Pitt’s Maddy Ross Recounts How Pittsburgh’s Biggest Newspaper Went From Ordinary to Pulitzer Prize-winning

Issue Date: 
May 29, 2007

In accepting the President’s Award—a lifetime achievement honor—during The Press Club of Western Pennsylvania’s annual Golden Quill Awards dinner May 14, Pitt Associate Vice Chancellor Madelyn “Maddy” Ross recalled joining The Pittsburgh Press as a 22-year-old reporter and encountering what she called that now-defunct afternoon newspaper’s “extremely talented, underutilized, and profoundly miserable senior staff.

“The Press at that time was successful by every commercial measure, but except for a few heroic personal efforts, there was little staff motivation to raise the quality of the journalism,” said Ross, who would go on to serve as managing editor of The Press and, following its 1993 demise, of the Pittsburgh Post-Gazette. “Day in and day out, the collective performance in the newsroom was mostly mediocre, and the mood was at best flat and, sometimes, bitter.”

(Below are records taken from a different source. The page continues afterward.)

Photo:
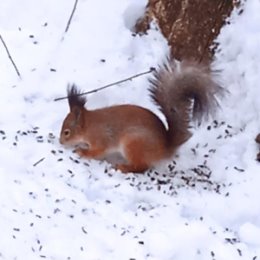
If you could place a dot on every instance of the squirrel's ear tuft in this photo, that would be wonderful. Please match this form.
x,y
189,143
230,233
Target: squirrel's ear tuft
x,y
75,97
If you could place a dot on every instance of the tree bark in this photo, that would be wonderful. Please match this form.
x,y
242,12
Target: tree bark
x,y
190,26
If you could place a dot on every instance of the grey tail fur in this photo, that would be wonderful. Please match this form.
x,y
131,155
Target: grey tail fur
x,y
74,97
184,92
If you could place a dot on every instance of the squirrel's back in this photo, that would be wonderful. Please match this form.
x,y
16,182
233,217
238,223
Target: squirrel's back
x,y
184,92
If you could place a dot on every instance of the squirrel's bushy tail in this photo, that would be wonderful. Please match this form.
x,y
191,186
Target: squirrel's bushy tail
x,y
184,91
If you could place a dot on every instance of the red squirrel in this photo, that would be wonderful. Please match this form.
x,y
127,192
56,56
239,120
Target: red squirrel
x,y
183,91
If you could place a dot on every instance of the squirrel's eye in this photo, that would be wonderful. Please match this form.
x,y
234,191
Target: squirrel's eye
x,y
66,132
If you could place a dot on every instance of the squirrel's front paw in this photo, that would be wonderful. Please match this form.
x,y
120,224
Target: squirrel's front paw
x,y
80,151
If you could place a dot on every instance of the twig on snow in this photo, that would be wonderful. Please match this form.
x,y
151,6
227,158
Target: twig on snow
x,y
110,85
71,16
10,57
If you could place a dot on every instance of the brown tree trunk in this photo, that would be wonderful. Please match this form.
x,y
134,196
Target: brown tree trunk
x,y
189,25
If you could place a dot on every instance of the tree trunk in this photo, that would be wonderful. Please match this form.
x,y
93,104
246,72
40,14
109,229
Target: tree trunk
x,y
189,25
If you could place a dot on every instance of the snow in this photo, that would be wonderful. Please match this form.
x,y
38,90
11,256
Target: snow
x,y
202,205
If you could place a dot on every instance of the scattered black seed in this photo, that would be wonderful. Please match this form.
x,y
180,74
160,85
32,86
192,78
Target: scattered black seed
x,y
84,230
258,157
238,169
35,164
56,210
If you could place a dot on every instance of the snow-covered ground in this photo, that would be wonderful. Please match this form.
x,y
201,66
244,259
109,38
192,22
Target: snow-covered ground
x,y
53,205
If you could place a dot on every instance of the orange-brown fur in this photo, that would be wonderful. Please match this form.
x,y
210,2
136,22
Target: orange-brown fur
x,y
135,134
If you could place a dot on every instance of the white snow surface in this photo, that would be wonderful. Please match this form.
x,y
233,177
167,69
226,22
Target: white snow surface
x,y
204,204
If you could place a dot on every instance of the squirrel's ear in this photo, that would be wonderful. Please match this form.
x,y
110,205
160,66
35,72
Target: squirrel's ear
x,y
78,115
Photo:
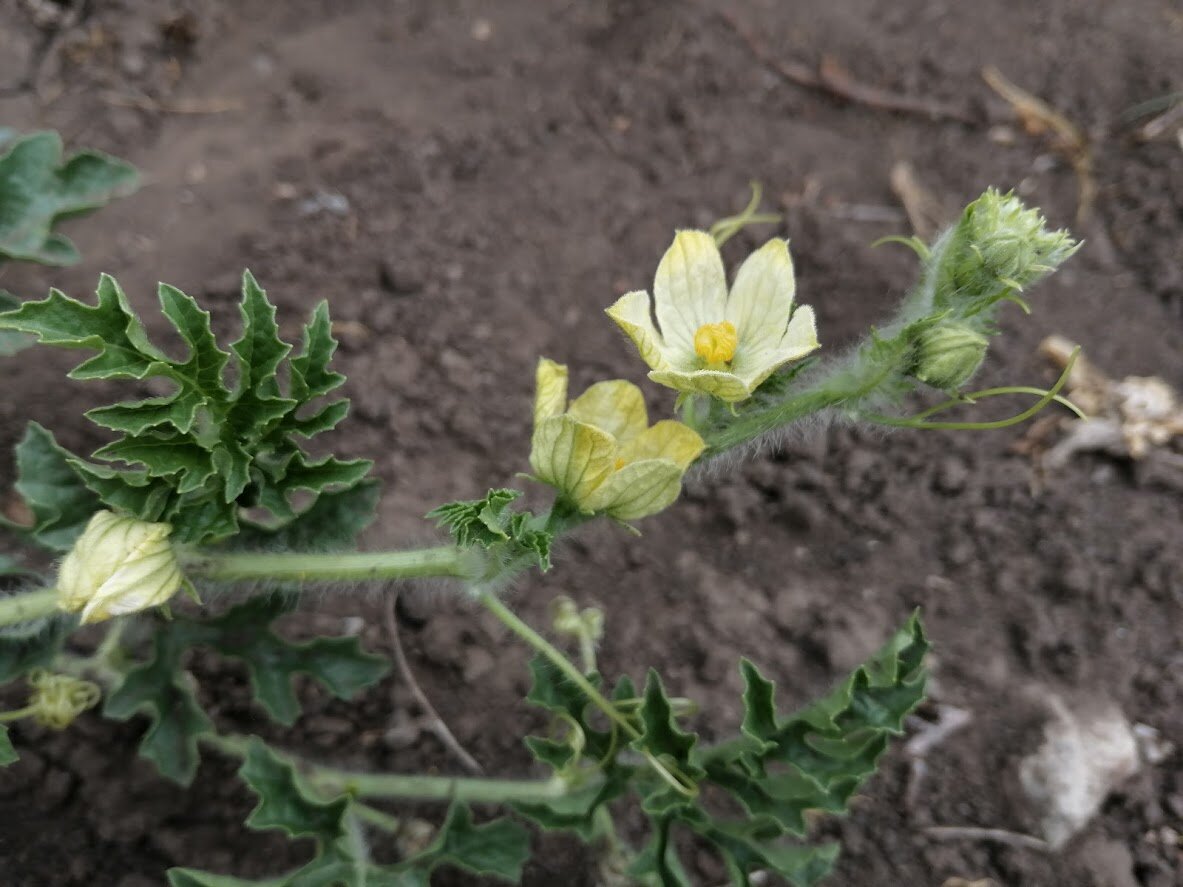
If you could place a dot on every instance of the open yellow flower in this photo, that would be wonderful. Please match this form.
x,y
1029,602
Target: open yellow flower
x,y
711,342
601,451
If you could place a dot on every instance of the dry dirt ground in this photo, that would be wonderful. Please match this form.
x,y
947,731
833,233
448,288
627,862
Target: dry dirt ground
x,y
470,185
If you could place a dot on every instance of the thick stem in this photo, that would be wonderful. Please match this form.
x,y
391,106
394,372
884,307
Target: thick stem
x,y
350,567
523,630
28,606
411,787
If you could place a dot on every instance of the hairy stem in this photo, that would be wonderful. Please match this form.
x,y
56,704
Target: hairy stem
x,y
347,567
28,606
399,785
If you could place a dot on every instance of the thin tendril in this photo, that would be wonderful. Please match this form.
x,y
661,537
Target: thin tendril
x,y
1046,397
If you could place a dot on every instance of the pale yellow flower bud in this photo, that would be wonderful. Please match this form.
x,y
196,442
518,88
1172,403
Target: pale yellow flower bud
x,y
601,452
118,565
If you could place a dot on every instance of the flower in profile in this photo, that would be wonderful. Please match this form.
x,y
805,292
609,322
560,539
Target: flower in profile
x,y
118,565
601,451
710,341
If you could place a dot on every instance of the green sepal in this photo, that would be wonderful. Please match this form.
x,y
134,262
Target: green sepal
x,y
490,523
38,188
7,753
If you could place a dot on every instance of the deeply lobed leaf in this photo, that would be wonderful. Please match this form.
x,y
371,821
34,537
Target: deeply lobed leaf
x,y
38,187
198,455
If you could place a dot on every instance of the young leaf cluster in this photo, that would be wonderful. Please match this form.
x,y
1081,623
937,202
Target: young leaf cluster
x,y
776,771
39,187
491,524
196,455
161,687
341,856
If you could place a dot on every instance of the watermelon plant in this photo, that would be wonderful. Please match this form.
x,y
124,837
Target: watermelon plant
x,y
206,518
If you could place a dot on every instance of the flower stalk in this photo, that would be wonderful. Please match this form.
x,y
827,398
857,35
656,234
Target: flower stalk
x,y
444,561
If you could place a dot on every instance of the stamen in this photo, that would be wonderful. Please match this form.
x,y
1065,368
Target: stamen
x,y
716,342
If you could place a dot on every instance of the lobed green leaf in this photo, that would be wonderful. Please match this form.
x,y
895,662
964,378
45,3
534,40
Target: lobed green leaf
x,y
38,188
198,455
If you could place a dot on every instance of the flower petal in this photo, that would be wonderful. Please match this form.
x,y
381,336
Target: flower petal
x,y
571,455
140,583
667,439
631,312
616,407
801,337
762,297
690,290
725,386
549,390
639,490
799,340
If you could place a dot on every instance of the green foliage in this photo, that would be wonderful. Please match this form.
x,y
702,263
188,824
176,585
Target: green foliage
x,y
777,770
491,524
497,849
7,753
39,187
11,342
201,453
162,688
331,523
60,503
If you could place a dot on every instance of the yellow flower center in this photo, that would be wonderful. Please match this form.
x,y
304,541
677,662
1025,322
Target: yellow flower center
x,y
716,342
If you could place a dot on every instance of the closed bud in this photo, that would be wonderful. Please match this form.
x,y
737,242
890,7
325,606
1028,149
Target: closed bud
x,y
118,565
948,355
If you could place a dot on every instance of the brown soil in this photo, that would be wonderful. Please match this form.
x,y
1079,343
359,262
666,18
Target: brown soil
x,y
470,185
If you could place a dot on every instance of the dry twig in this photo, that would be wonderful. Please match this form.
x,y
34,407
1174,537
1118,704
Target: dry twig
x,y
179,105
973,833
1066,137
433,720
924,211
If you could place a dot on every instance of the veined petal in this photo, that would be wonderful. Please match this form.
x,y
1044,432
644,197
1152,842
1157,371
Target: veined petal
x,y
725,386
667,439
690,289
616,407
799,340
140,583
571,455
801,337
762,297
639,490
631,312
549,390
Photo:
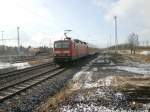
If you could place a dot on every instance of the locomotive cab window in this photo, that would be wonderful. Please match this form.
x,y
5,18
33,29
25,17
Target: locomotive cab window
x,y
62,44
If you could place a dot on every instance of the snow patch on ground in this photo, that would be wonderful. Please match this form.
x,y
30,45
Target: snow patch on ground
x,y
17,65
146,53
21,65
84,80
145,70
88,108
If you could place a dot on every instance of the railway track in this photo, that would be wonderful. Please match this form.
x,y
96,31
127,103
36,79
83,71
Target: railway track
x,y
18,87
16,72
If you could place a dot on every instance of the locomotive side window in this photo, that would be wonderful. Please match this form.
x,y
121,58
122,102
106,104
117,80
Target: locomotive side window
x,y
62,44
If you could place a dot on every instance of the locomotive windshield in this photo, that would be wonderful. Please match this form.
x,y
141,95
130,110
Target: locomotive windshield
x,y
62,44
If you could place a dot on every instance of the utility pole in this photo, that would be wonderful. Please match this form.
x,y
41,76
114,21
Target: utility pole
x,y
18,38
2,40
116,35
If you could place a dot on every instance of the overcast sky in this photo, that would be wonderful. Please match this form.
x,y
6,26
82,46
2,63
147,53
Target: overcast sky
x,y
43,21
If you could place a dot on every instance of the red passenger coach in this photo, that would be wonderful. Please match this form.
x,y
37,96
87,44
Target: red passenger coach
x,y
68,50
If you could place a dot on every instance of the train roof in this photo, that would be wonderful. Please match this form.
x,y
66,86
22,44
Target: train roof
x,y
75,40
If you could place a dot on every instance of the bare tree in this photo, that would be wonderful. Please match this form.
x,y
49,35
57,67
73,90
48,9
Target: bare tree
x,y
133,42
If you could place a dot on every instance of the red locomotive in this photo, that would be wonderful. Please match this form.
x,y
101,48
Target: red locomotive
x,y
68,50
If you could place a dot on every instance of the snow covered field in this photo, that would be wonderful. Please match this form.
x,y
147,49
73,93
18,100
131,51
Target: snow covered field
x,y
94,90
15,65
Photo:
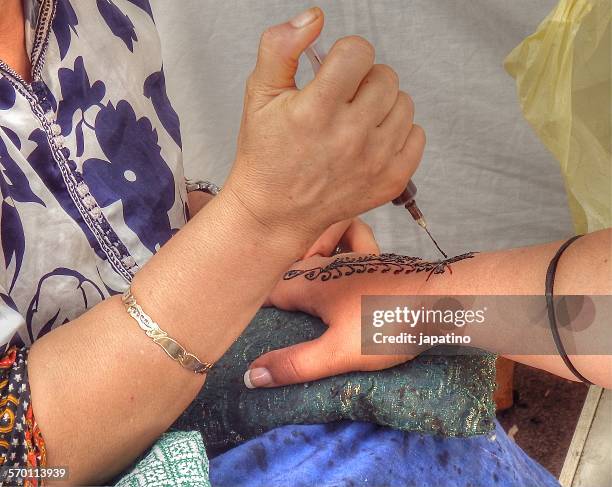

Feeling herself “being sucked into the abyss” and not wanting to leave her hometown (“apparently being the only young person in, say, a millennium, who didn’t want to flee” Pittsburgh, she quipped), Ross proposed to her editors the idea of starting a writers’ lunch—a once-a-week, brown-bag, everyone-invited, check-your-titles-at-the-door session during which Press writers could talk about how to improve their writing and speak the truth about their newsroom’s culture and performance.

“Even with the specter of union organizing rising in front of them,” Ross said, the editors approved her idea.

Ten minutes into the first writers’ lunch, however, as Ross and her colleagues were admiring the elegant details in a feature story by Gay Talese, a basso-profundo voice raised an inconvenient truth. “Excuse me,” said staff writer Larry Walsh. “We wouldn’t be allowed to write like this even if we knew how. We have rules at The Press against everything—rules against using brand names, against sentence fragments, against three-sentence paragraphs, rules against mentioning snakes and popes and pregnancy and dwarfs and the existence of television… .”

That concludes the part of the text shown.